The final, versioned system component consists of two integrated parts:

The Fine-Tuned Model Weights (e.g., PyTorch .safetensors or .bin files).
The Custom Tokenizer Configuration (The saved JSON file).

4.2 Podman Containerization¶

Package both the model and its custom tokenizer into a single, isolated container for deployment stability.

Instruction: Ensure the Containerfile copies the custom tokenizer file alongside the model weights and that your Python server code explicitly loads both before starting the FastAPI endpoint.

4.3 ISO 29148 Verification Step¶

Your commitment to quality requires you to verify the semantic improvement.
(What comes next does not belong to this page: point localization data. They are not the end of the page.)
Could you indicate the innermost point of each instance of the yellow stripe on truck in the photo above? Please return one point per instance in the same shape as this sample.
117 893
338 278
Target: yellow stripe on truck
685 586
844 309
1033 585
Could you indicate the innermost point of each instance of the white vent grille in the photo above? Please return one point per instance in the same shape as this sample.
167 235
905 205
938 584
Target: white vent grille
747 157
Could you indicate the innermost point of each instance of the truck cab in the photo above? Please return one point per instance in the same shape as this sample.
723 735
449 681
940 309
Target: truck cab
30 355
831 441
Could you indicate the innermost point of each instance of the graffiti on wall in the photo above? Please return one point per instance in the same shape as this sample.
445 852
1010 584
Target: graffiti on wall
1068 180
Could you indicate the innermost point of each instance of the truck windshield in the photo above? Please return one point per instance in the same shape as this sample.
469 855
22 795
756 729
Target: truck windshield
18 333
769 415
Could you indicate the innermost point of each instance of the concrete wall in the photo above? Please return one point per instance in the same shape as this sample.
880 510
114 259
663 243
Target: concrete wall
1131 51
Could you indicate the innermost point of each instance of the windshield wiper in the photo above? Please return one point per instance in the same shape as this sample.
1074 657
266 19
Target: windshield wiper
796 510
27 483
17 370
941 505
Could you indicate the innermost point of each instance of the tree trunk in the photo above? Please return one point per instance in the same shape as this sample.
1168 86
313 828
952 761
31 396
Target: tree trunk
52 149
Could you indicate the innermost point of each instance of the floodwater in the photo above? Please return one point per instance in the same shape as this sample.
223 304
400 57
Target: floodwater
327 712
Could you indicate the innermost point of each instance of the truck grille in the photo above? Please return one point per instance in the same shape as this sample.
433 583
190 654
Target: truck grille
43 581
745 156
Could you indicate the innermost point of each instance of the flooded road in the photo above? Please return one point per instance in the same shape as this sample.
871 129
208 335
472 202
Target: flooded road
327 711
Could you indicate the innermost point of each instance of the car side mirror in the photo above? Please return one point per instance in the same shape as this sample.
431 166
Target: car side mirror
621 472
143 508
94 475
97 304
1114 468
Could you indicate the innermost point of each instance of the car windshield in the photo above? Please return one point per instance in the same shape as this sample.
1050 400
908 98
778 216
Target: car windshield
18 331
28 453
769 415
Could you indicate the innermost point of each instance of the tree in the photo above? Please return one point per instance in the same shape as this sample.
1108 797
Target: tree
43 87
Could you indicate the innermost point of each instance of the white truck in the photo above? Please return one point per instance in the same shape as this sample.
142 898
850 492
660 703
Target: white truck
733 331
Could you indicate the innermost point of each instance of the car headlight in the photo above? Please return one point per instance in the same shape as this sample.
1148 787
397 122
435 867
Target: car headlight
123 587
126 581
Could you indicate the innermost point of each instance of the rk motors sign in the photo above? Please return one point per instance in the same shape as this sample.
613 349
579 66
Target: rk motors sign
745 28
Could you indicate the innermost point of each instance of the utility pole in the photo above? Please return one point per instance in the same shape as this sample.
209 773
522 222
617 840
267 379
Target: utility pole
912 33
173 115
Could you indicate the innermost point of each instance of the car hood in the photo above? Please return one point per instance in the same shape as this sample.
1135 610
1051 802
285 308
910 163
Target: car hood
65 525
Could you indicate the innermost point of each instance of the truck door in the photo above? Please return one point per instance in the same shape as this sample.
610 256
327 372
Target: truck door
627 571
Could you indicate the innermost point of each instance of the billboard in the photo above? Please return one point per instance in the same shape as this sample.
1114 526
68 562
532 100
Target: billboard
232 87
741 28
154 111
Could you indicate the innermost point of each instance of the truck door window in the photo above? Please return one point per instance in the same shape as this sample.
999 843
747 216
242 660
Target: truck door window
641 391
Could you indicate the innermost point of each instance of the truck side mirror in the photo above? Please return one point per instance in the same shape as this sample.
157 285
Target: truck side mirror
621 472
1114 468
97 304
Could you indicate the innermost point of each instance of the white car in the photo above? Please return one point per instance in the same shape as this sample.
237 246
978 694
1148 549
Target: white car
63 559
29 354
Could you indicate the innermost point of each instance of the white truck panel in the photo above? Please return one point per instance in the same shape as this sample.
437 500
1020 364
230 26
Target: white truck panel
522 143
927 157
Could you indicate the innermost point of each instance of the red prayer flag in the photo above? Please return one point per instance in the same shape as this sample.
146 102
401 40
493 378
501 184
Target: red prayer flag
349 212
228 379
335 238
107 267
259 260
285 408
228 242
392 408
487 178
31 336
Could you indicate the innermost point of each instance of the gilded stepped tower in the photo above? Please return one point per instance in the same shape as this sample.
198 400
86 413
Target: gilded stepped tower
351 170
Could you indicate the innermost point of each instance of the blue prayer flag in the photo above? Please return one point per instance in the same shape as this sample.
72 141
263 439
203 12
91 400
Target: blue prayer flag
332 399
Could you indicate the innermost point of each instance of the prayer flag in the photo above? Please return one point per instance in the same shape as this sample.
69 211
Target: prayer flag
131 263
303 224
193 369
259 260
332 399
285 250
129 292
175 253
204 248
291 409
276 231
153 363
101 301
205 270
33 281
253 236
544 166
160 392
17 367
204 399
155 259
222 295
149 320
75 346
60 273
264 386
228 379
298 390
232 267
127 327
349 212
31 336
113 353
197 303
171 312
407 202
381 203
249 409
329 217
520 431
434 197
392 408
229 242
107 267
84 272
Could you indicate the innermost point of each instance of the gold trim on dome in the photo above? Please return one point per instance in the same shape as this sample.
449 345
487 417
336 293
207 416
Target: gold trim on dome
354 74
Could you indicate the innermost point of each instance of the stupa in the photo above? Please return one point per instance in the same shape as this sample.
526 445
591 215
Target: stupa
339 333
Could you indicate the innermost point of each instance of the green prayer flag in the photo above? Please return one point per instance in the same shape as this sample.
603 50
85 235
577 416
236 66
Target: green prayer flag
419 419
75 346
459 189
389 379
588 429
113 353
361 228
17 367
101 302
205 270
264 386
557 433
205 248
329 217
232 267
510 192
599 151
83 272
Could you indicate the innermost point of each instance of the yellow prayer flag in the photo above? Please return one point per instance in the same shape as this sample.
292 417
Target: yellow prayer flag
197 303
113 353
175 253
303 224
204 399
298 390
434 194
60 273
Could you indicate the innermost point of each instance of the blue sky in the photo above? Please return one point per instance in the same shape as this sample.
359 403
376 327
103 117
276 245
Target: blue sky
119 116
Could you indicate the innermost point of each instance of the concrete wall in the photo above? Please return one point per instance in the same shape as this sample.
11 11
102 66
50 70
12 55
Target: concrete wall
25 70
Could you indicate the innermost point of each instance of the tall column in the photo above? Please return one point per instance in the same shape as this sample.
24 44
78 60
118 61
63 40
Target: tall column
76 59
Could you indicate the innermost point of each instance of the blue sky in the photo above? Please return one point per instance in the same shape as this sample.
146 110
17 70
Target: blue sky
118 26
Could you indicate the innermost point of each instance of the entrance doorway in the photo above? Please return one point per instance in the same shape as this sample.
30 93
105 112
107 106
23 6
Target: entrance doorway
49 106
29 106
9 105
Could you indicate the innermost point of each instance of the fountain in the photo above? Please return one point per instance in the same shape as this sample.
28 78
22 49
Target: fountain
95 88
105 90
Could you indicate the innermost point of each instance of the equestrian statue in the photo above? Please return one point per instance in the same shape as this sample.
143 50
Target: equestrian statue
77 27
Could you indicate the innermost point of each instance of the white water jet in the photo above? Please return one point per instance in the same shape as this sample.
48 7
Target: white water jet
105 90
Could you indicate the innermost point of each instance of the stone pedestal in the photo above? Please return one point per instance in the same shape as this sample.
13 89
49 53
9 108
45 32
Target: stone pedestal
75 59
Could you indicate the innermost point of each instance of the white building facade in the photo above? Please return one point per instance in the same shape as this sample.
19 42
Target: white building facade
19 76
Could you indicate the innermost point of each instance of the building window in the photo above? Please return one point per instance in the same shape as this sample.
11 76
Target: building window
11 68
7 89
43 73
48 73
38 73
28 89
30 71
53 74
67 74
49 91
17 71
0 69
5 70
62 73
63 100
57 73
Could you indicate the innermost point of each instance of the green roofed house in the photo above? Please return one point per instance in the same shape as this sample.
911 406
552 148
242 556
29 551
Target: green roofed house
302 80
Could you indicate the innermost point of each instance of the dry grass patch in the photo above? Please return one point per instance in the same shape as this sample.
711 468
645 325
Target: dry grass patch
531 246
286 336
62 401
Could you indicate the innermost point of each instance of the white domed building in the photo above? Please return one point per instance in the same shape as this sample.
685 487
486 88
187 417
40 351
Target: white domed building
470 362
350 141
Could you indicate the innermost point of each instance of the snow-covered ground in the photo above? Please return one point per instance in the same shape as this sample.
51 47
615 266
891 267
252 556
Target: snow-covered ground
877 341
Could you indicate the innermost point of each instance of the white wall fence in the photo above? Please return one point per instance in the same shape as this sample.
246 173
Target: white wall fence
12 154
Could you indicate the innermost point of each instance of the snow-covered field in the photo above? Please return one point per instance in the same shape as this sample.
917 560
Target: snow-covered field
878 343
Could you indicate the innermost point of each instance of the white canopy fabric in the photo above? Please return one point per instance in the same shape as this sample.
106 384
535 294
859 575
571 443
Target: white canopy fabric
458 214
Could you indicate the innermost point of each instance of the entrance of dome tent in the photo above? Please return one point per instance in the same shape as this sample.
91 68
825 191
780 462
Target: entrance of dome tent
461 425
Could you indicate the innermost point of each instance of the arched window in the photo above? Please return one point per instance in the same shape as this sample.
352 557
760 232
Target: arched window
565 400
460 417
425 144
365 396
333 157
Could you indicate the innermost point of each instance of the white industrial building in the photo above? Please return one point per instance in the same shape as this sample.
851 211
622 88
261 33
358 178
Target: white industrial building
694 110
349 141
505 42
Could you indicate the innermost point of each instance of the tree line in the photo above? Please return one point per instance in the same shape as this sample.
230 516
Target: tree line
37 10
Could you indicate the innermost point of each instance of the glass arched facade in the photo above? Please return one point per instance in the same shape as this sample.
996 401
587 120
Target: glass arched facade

Test Set Challenge: Use the held-out Test Set of query-document pairs.
Run Comparison: Generate embeddings for the test queries using: a. The original (un-tuned) model. b. The fine-tuned model.
Verification Metric: Calculate the Mean Reciprocal Rank (MRR) or Precision at $K$ (P@1, P@3). The fine-tuned model must show a measurable, significant improvement in correctly ranking the relevant document closer to the top. This measured performance gain is your verifiable evidence that the custom vocabulary and embedding training were successful.